Film Score: Alex North Cinematography: Russell Metty
Starring: Kirk Douglass, Jean Simmons, Laurence Olivier and Peter Ustinov
Spartacus is one I like a lot. Unlike The Ten Commandments or Ben Hur, the film really benefits from the lack of Christian themes. Although it’s alluded to in the beginning, and one can’t help the association with the crucifixions at the end, Howard Fast’s story of a slave rebellion in the Roman empire is mercifully free from proselytizing, even from its protagonist, Kirk Douglas. In fact, he’s one of the most refreshing hero/martyrs in all of film history. He’s not anguished, he’s not brooding, he simply takes each circumstance as it comes and attempts to make things better for himself and, by extension, the rest of humanity.
This is especially surprising considering screenwriter Dalton Trumbo was one of the Hollywood Ten, persecuted by the House Un-American Activities Committee for alleged Communist affiliations, and whose ordeal was chillingly mirrored in the film Guilty by Suspicion with Robert De Niro. Blacklisted from film credits for over a decade, his onscreen acknowledgement in Spartacus was insisted on by Kirk Douglas and began the demise of the blacklist. If anyone had an ax to grind in writing about a slave who leads an uprising against the most powerful empire on earth, it was Trumbo. But through it all Spartacus never thinks of himself first, never anguishes about saving himself or his family at the expense of the rest of the slaves, and goes to his death knowing that the cause for which he gave his life must eventually be realized.
Douglas is great in the role. Perhaps not perfect, but it was his project and, freed from Hollywood studio contracts in a similar fashion to his character, he carries it off with great aplomb. But there are other brilliant performances as well, most notably Jean Simmons as the slave Varina, whose stoicism sinks all of her captors and yet hides an depth of emotion that she is able to share only with Spartacus. Again, it is largely due to Trumbo’s script, but Simmons does a terrific job of bringing the pages to life. Laurence Olivier is also an exceptional villain in the role of Crassus. Unlike the villains you love to hate, he manages to keep his inhumanity at a low simmer, rather than chewing the scenery like Charles Laughton’s Gracchus, and gives the audience a genuine, three-dimensional antagonist.
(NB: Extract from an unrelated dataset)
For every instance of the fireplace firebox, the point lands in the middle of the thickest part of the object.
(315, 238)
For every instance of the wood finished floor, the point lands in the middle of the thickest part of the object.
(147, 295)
The most surprising performance for me, however, was Peter Ustinov as Batiatus. Used to seeing him mostly in his later years in Disney films or as Hercule Poirot, his performance as a sycophant goes right up to the edge of farce at times, but he always brings it back to an emotional center that is startling in its genuine emotion, and well deserving of his supporting actor Oscar. Spartacus won three other Academy Awards, but they were for set design, costumes, and cinematography, snubbing director Stanley Kubrick, along with the star and his film. But time has proven that the film’s popularity has exceeded those of its rivals that year and is consistently at the top of many critic’s lists. Ultimately, it’s a great film and its legacy well deserved.